In recent years, artists have increasingly drawn inspiration from their musical heritages to develop new iterations, often integrating traditional elements and instrumentations with novel and contemporary ways of sounding. This conversation invites artists Sacred Lodge, Milkweed, and Park Jiha to elaborate on their sonic cosmologies, while listening to fragments from their work.

Paris-based producer and sound artist Matthieu Ruben N'Dongo aka Sacred Lodge, who performs with his new album Ambam (2025) at Rewire, combines horrorcore and experimental dub while paying homage to his Equato-Guinean heritage, and the Fang people (from which his father originates) and their cosmogony known as Mvett. N'Dongo's research focuses on the role of music both in ritual contexts and as a social function; as such, his productions proliferate with ceremonial rhythms, and are perforated by screams, hollers, chants, and brutal, powerful bass.

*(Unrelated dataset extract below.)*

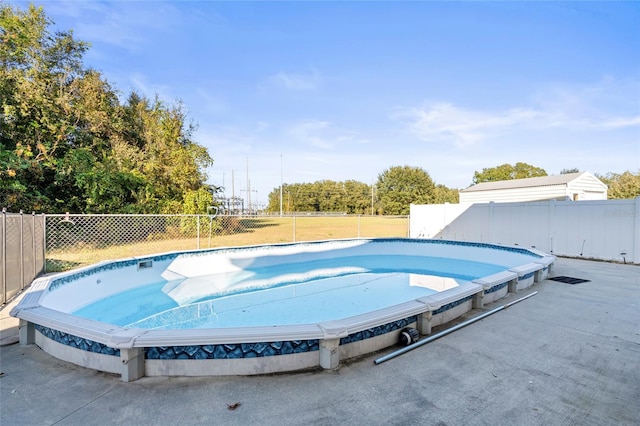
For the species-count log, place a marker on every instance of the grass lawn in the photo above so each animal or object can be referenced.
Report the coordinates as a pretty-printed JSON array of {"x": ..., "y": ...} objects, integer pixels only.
[{"x": 234, "y": 231}]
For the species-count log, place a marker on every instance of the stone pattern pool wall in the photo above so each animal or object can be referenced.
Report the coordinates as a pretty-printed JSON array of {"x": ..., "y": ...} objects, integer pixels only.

Taking traditional Korean instruments like the Piri (double-reed bamboo oboe), Saenghwang (bamboo mouth organ), and Yanggeum (hammered dulcimer), composer, musician, and performer Park Jiha invokes a careful combination of classical minimalism and improvised contemporary music. After her concert at Rewire eight years ago, she returns to the festival with her band performing her new album All Living Things (2025), which points to the vivid ecologies that spring to life in her music.

Also joining is Milkweed, whose explorations in folk, ritual, and tradition echo with haunting resonances. Distortion and lo-fi production act as a ghostly mask for what are, in many ways, quite joyful reinterpretations of British folk sounds. Their folkloric trip-hop takes existing historical and cultural source material – such as a mid-twentieth-century folklore journal, a book on Welsh myths, and another on Bronze-Age human remains – and drags it into the modern era. They will perform at Rewire with their recent album Remscéla (2025). 

Joe Leonard-Walters and Molly Cosgrove are radio hosts and researchers who are interested in folklore and the ways in which inherited stories, practices, and music shape our understanding of the present and the past.